Alex Bullmore, an employment solicitor at Smith Partnership, said: “Colleagues have made us aware of examples which range from men exposing themselves during meetings on Zoom to unwanted sexual approaches on LinkedIn. It is horrendous but also surprising because it is not as if the men are anonymous.

“We need perpetrators and employers to be aware that, under the Equality Act, sexual harassment occurs when a person engages in unwanted conduct of a sexual nature, this conduct has the purpose of violating the other person’s dignity or creates a hostile, degrading, humiliating or offensive environment for them.

In the Rights Of Women report, one woman highlighted how working from home has enabled her harassers to further invade her privacy: “Having to let colleagues into my bedroom (via video meetings) means I feel my privacy has been invaded and nowhere is safe. The men now have more ammunition to mock me with.”

Another spoke of her experience of cyber harassment, via Zoom: “The director of the company uses Zoom to take screenshots of myself and other women which he shares with colleagues making derogatory statements and implying the photos look like we’re doing sexual acts.”

A third woman told of the impact working from home has had on her ability to report sexual harassment: “The fact it’s on Zoom in front of others in a jokey manner makes it difficult to address.”

Alex added: “These are shocking case studies. Businesses can take steps to prevent sexual harassment in the workplace and it is important that they do.

“Measures that employers can consider taking include: Conducting investigations into the extent of the potential problem in the business and identifying any areas of risk.

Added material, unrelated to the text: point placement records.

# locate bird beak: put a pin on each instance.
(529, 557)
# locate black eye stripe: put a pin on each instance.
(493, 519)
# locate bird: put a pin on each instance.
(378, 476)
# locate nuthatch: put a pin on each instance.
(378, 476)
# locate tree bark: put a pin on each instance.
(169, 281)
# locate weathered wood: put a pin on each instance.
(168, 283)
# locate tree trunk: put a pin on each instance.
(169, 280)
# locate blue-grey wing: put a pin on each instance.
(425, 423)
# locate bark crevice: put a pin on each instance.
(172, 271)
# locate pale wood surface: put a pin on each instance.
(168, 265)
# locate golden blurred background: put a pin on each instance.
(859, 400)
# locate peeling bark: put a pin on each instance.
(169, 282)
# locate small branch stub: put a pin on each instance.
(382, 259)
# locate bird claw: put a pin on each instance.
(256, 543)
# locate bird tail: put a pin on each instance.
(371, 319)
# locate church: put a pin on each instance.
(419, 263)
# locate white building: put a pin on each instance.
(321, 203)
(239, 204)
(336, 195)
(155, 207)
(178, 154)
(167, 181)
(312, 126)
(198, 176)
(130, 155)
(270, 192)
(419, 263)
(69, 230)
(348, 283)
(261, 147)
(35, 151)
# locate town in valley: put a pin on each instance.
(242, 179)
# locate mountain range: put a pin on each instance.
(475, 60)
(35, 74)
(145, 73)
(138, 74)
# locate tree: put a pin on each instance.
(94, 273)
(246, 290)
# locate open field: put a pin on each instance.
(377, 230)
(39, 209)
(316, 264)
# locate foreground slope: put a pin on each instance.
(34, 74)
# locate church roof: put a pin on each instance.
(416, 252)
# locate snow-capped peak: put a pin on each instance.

“They should also have a culture of zero-tolerance towards any harassment and an environment where all employees are encouraged to report any inappropriate behaviour.

“They should make sure policies are up to date, accessible and clearly set out the zero-tolerance approach, and how employees can report inappropriate conduct.

“Finally, they should ensure managers are trained appropriately, and that they deal with any complaints quickly, appropriately and effectively and provide anti-harassment training for all employees.”